The projection function \(f : z_n \mapsto z_{n+1}\) is defined by the formula \(f(x) = 2.7x-0.7x^2\) (the value of \(z_n\) is replaced by the input \(x\)). This function is continuous (simple algebra, defined everywhere). So the limit must be a fixed point.

Solve the fixed point equation, \(f(x)=x\): \begin{gather*}
2.7x-0.7x^2 = x \\
1.7x - 0.7x^2 = 0 \\
x(1.7-0.7x) = 0\\
x=0 \quad \hbox{or} \quad 1.7-0.7x = 0\\
x=0 \quad \hbox{or} \quad x = \frac{17}{7}
\end{gather*} There are two fixed points, \(x=0\) and \(x=\frac{17}{7}\). The decimal approximation for \(\frac{17}{7}\) is \(2.42857\), so we have found the limit, \begin{equation*} \lim_{n \to \infty} z_n = \frac{17}{7}.\end{equation*}

Fixed points are also useful in finding the explicit formula for sequences defined by linear projection functions. Suppose a sequence is defined recursively by the equation \(x_{n+1} = \alpha x_n + c\). When \(c=0\), we have a geometric sequence. When \(\alpha = 1\) we have an arithmetic sequence. The projection function \(f:x_n \mapsto x_{n+1}\) is defined by the formula \(f(x) = \alpha x + c\). The fixed point is the solution to \begin{equation*}\alpha x + c = x \qquad \Leftrightarrow \qquad x = \frac{c}{1-\alpha},\end{equation*} defined only for \(\alpha \ne 1\).

Theorem3.3.13Explicit Formula for Linear Recursive Sequences

Suppose \(x_n\) is defined recursively by the equation \begin{equation*}x_{n+1} = \alpha x + c\end{equation*} with \(\alpha \ne 1\) Then \(x_n\) is defined explicitly by a shifted geometric sequence \begin{equation*}x_n = x^* + (x_0-x^*) \cdot \alpha^n = x^* + (x_1 -x^*) \cdot \alpha^{n-1},\end{equation*} where \(x^* = \frac{c}{1-\alpha}\) is the fixed point.
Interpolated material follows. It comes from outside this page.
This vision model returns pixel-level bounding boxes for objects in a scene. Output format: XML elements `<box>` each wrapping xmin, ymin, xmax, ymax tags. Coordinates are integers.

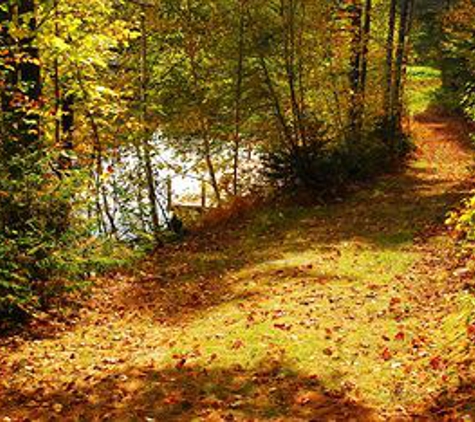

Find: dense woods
<box><xmin>0</xmin><ymin>0</ymin><xmax>475</xmax><ymax>421</ymax></box>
This theorem implies that a sequence defined recursively by a linear projection function will converge to the fixed point when the slope has magnitude less than 1. Immediate consequences of theorems are called corollaries.

Corollary3.3.14

A sequence defined recursively by \(x_{n+1} = \alpha x_n + c\) with \(|\alpha| \lt 1\) will converge to the fixed point \(x^* = \frac{c}{1-\alpha}\), independent of the initial value.

Example3.3.15

Suppose a patient begins taking 500 mg of a drug every four hours. However, the body metabolizes 60% of the drug in the body every four hours. Find a formula for the amount of drug in the body immediately after each dose and then determine the limiting value.
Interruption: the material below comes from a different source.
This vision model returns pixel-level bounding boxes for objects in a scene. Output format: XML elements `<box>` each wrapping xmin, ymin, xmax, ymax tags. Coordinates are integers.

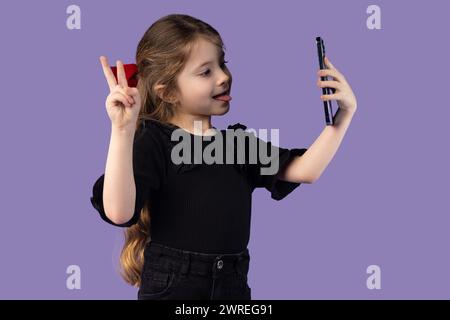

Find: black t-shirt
<box><xmin>91</xmin><ymin>120</ymin><xmax>307</xmax><ymax>253</ymax></box>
The body starts with no drug. Immediately after the first dose, there are 500 mg. Four hours later, 60% has been removed and then another dose is added in. If we let \(D_n\) be the sequence of drug mass in the body as a function of the number of doses \(n\), then this is modeled recursively by the equation \begin{equation*}D_{n+1} = D_n - 0.6 D_n + 500,\end{equation*} with initial value \(D_1 = 500\).
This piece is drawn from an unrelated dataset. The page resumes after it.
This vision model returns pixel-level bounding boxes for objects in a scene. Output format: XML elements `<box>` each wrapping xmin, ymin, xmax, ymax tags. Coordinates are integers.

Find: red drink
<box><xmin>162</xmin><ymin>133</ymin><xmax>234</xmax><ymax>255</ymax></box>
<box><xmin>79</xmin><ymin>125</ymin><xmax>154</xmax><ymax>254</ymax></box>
This model has a linear projection function \(f(x) = 0.4x+500\) and corresponding fixed point \begin{equation*} 0.4x+500=x \quad \Leftrightarrow \quad x=\frac{500}{0.6} = \frac{2500}{3}.\end{equation*} The explicit formula, using Theorem 3.3.13, is given by \begin{equation*}D_n = \frac{2500}{3} + (500 - \frac{2500}{3}) \cdot 0.4^{n-1} = \frac{2500}{3} - \frac{1000}{3} \cdot 0.4^{n-1}.\end{equation*} Because the slope of the projection function \(\alpha = 0.4\) has magnitude less than 1, the limiting value is the fixed point \(x^* = \frac{2500}{3} \approx 833.33\). Thus, if the patient continues to take the drug, the amount in the body immediately after each dose will be approximately 833.33 mg. (Immediately before the dose, it must have been approximately 333.33 mg.)